I would like to begin by reading an excerpt for you from Francis Schaeffer’s “How Should We Then Live?” published in 1976.
“In our era, sociologically, man destroyed the base which gave him the possibility of freedoms without chaos. Humanists have been determined to beat to death the knowledge of God and the knowledge that God has not been silent, but has spoken in the Bible and through Christ – and they have been determined to do this even though the death of values has come with the death of that knowledge.
“We see two effects of our loss of meaning and values. The first is degeneracy. Think of New York City’s Times Square – Forty-second and Broadway. If one goes to what used to be the lovely Kalverstraat in Amsterdam, one finds that it, too, has become equally squalid! The same is true of lovely old streets in Copenhagen. Pompeii has returned! The marks of ancient Rome scar us; degeneracy, decadence, depravity, a love of violence for violence’s sake. The situation is plain. If we look, we see it. If we see it, we are concerned.
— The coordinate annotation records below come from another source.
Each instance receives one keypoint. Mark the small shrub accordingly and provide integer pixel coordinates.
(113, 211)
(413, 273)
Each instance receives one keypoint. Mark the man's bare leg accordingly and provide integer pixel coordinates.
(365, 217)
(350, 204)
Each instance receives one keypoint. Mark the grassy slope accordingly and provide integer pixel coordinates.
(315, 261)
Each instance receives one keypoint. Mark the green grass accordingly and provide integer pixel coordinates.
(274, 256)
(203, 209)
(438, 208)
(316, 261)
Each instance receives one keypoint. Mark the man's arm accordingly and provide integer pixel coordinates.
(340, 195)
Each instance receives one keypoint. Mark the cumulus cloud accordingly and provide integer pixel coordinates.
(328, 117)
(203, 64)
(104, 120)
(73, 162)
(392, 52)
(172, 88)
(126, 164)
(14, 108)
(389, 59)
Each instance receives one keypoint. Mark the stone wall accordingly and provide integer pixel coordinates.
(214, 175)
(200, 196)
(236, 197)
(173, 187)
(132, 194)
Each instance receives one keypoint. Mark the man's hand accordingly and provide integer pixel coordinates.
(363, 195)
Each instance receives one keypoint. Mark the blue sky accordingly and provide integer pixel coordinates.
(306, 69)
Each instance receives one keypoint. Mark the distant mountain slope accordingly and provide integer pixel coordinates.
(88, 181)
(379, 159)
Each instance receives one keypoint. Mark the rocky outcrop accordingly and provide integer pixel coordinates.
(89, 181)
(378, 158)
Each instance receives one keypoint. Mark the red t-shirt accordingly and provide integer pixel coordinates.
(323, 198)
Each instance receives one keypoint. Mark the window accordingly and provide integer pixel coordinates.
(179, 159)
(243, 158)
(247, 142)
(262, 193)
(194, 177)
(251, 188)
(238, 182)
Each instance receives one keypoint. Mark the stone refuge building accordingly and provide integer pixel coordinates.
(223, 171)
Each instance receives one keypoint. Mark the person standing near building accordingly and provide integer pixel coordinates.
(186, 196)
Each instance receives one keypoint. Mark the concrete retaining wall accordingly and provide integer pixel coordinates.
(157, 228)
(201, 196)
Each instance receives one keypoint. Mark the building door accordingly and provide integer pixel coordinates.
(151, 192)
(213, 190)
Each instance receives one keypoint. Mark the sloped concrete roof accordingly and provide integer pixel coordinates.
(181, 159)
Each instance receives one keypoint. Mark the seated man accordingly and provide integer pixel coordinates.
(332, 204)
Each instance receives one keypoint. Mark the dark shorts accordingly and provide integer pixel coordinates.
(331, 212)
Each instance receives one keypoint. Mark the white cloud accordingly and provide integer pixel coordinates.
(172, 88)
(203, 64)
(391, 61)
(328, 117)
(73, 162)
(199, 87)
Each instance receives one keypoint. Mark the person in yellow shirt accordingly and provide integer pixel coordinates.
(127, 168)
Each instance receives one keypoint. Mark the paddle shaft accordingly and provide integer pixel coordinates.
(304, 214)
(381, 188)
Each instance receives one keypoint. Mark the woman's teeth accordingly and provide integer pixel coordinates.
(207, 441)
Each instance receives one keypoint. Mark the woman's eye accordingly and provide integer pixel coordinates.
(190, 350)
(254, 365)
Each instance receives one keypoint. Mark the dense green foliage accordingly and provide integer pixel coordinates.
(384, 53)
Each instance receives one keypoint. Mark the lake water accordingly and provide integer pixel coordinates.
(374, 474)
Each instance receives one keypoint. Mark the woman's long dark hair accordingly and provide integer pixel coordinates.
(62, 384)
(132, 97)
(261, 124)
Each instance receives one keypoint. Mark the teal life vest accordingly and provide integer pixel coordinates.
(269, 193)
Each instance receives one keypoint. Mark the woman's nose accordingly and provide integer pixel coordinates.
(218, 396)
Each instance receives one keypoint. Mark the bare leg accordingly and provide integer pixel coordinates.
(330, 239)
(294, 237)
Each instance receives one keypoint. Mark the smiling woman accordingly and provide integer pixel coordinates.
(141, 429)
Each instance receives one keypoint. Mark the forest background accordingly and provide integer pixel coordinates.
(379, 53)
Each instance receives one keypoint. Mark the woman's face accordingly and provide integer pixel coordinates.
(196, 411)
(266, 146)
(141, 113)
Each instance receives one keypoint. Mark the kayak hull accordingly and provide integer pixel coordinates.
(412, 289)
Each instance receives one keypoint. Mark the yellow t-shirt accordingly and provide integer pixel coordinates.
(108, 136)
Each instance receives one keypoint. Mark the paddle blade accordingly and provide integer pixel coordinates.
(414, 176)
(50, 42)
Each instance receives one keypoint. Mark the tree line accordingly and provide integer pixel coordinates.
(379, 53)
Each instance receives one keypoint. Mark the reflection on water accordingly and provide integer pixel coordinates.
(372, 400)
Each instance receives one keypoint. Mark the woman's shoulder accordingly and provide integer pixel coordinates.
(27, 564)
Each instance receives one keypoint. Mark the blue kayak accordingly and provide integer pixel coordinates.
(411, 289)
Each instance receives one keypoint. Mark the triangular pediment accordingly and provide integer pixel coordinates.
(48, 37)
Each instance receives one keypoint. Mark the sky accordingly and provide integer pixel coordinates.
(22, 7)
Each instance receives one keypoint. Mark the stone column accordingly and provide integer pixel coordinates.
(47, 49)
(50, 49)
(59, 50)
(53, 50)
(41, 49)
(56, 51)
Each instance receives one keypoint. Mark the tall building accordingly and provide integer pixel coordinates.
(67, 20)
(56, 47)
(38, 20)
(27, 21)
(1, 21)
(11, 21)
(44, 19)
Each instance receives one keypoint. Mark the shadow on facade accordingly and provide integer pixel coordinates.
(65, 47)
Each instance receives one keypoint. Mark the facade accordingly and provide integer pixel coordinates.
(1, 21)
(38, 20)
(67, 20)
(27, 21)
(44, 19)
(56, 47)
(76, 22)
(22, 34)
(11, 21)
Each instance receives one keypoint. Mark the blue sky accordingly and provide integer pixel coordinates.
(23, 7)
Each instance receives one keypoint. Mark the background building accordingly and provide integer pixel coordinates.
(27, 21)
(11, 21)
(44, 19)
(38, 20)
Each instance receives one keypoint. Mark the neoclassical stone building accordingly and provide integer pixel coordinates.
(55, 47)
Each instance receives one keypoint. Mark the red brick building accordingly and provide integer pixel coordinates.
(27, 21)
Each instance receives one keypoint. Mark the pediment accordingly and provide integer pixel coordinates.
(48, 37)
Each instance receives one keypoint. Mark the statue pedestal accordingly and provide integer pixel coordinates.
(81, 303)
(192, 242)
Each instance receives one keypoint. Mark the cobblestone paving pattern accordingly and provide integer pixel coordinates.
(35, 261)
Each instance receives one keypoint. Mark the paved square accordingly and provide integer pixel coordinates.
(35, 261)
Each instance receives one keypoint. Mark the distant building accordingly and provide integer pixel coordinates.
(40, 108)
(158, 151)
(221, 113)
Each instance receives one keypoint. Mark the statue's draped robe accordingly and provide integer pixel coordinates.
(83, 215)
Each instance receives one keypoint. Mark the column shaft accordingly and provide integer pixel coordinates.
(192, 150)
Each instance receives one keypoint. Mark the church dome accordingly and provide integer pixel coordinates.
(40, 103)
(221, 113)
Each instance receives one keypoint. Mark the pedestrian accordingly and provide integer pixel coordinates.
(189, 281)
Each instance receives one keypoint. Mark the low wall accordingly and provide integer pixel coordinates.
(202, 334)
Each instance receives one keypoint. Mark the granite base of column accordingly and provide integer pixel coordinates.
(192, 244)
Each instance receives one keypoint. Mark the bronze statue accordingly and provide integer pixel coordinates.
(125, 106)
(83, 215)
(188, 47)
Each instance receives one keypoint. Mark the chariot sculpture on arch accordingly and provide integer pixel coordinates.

“But we must notice that there is a second result of modern man’s loss of meaning and values which is more ominous, and which many people do not see. This second result is that the elite will exist. Society cannot stand chaos. Some group or some person will fill the vacuum. An elite will offer us arbitrary absolutes, and who will stand in its way?” (How Should We Then Live? [Westchester, Ill.: Crossway, 1976], 226-27)
Those of you in our local congregation may remember that a few weeks ago we had occasion in our evening study to observe that we miss something when we focus only on what is going on around us today and in very recent years and try to analyze what we see within the framework of that narrow scope.